The researchers analyzed data from 182 children who were seen at a sports concussion clinic within three weeks of their injury. The patients completed the Post-Concussion Symptom Scale (PCSS), which uses a 0-6 scale to assess the severity of 22 symptoms. The higher the number, the more severe the symptoms.
The investigators found that the total score on the PCSS was independently associated with the length of time that patients had concussion symptoms. The higher the score, the more likely a child would have symptoms for longer than 28 days, according to the study published April 25 in The Journal of Pediatrics.
Identifying risk factors for prolonged recovery from concussion will enable doctors to provide the best treatment for patients, said the researchers from Boston Children's Hospital and the University of Pittsburgh Medical Center.
Some of the symptoms included on the PCSS questionnaire include headache, vomiting, balance problems, sleeping more or less than usual, sensitivity to light or noise, fatigue, numbness, problems with memory or concentration, and visual problems.

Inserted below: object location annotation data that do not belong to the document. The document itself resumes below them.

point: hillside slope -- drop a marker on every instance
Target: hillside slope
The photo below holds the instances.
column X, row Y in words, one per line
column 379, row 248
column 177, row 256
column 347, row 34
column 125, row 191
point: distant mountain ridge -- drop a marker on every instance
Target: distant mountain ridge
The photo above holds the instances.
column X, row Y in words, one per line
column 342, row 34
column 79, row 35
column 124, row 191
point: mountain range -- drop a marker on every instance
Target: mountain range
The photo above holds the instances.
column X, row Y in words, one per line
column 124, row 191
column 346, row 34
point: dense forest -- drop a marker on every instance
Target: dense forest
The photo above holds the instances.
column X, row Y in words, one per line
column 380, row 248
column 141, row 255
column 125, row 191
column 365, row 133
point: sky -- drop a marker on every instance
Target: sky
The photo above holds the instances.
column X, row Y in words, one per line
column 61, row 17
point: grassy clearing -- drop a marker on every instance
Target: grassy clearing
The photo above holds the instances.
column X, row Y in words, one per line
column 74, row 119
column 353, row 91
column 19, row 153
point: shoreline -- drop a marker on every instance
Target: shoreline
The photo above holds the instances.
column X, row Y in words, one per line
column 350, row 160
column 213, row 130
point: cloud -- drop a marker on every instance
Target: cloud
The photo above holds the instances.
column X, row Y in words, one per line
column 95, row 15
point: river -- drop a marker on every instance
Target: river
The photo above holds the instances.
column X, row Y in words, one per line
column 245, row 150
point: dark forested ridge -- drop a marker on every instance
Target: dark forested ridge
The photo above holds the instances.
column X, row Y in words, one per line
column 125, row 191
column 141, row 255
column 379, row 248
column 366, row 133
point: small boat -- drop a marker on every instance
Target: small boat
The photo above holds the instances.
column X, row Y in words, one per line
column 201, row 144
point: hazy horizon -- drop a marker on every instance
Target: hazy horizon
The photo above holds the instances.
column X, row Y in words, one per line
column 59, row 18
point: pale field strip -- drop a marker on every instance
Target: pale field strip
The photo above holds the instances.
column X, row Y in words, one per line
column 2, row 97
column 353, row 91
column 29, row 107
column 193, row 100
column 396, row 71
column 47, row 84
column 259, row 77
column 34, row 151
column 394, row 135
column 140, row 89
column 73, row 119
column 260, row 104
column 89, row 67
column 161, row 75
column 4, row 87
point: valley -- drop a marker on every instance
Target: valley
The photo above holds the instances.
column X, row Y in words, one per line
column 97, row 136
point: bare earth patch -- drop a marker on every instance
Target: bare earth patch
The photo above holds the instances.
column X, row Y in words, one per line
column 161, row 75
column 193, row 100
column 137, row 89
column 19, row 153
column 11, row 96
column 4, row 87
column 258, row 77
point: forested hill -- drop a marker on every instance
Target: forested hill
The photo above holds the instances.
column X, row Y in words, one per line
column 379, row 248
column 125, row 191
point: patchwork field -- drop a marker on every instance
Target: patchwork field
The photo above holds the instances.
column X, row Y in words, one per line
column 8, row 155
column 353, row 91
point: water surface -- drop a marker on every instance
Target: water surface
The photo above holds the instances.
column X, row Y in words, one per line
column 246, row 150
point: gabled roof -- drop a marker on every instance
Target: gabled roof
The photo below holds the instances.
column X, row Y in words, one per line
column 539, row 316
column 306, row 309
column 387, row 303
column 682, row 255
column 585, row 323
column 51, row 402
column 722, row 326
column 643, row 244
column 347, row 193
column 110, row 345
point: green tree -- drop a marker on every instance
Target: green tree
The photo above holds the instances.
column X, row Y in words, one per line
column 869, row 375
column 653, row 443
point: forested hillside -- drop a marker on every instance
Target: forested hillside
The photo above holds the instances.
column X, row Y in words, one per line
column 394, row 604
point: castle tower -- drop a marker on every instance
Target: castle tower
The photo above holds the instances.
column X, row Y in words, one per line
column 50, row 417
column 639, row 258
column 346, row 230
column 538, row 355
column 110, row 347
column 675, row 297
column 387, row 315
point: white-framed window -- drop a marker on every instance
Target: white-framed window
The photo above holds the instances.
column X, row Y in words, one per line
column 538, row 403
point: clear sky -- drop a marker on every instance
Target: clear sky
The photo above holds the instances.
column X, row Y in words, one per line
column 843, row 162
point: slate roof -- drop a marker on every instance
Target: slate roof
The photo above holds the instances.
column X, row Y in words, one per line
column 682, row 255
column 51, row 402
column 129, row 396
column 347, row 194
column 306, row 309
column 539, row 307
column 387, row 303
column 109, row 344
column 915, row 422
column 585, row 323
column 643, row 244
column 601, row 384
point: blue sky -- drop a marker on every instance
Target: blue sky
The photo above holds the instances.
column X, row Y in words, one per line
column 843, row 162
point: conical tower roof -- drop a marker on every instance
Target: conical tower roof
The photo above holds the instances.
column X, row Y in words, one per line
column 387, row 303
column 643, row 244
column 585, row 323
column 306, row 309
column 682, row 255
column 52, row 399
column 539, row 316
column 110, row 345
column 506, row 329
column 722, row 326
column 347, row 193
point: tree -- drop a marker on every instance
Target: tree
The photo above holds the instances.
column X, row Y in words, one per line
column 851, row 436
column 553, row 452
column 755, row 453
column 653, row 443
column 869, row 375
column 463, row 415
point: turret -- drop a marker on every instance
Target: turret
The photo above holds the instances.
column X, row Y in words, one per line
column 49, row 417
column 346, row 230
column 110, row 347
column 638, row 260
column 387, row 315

"Parents, physicians and caregivers of athletes who suffer from a high-degree of symptoms after a sports-related concussion should start preparing for the possibility of a prolonged recovery," study author Dr. William Meehan said in a journal news release.
Some previous studies found that younger patients and those with memory loss had longer recovery times after suffering a concussion. But this study did not find that age or amnesia are risk factors for prolonged recovery time, the investigators pointed out in the news release.